BY VIVIANE HEWITT IN
THE POPE'S NEW encyclical on morality, expected to be published on 25 July, the 25th anniversary of Paul VI's Humanae Vitae, has already drawn criticism from German theologians.
In particular, the theologians have attacked leaked excerpts for their attitude to women in the Church. There was no discrimination against women in Christ's teaching, said Tubingen theologian Norbert Creinacher, and their exclusion from a more active role today was "a scandal if compared with the message of Christianity".
The encyclical is expected to be a reiteration of papal infallibility and a severe condemnation of five social trends abortion, contraception, homosexuality, marriage for priests and women's ordinations.

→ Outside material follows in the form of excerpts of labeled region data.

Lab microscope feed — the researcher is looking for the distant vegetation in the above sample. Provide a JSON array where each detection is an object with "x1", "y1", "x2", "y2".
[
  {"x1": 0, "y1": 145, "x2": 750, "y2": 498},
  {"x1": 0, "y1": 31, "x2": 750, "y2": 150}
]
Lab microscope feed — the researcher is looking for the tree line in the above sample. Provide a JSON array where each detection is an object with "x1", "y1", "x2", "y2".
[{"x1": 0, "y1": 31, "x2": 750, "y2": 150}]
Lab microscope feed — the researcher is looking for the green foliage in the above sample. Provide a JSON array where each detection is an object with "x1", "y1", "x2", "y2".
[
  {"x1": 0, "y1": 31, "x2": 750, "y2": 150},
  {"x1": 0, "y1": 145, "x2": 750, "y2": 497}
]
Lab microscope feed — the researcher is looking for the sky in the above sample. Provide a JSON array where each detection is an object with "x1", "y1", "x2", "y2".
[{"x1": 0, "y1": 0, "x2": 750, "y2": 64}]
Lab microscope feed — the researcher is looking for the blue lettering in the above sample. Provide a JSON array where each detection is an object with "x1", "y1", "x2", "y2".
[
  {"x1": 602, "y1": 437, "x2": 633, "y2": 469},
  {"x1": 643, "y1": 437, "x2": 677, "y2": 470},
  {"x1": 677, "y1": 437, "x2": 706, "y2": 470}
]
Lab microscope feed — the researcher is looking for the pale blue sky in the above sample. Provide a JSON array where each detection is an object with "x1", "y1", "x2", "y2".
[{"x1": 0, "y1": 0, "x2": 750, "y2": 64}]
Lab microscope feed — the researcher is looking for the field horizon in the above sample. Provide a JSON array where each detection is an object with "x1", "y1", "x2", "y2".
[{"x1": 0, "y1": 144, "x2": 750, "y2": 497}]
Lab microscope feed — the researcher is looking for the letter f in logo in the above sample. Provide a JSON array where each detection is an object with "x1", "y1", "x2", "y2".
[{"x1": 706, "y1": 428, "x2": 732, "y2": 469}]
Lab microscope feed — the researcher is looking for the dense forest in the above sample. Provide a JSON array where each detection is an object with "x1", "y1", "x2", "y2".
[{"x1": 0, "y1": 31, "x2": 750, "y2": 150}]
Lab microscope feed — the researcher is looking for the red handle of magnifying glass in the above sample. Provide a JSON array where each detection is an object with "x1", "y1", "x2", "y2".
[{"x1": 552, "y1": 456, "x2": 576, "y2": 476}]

On moral questions, a fundamental difference between this text and Paul VI's Humanae Vitae is said to be
that while the 1968 encyclical condemns all specific forms of contraception, especially the contraceptive pill, John Paul 11 limits himself to a stout reaffirmation of papal infallibility "as far as teaching on social customs is concerned".
The Pope is not likely to list do's and dont's but stressing infallibility, say observers, is a means of "covering" all the issues which he sees as a threat to the integrity of the faith birth control, abortion and changes in the priesthood.
It is feared that the new encyclical could widen the gap between Rome and the more liberal Churches, such as the North American and northern European Churches. And some commentators in Rome are suggesting that it could also sound a definitive death knell for ecumenical dialogue with the Church of England.
The underlying theme of the new text, according to sources, is that embracing Catholicism "is a choice, not an adaptation to the world".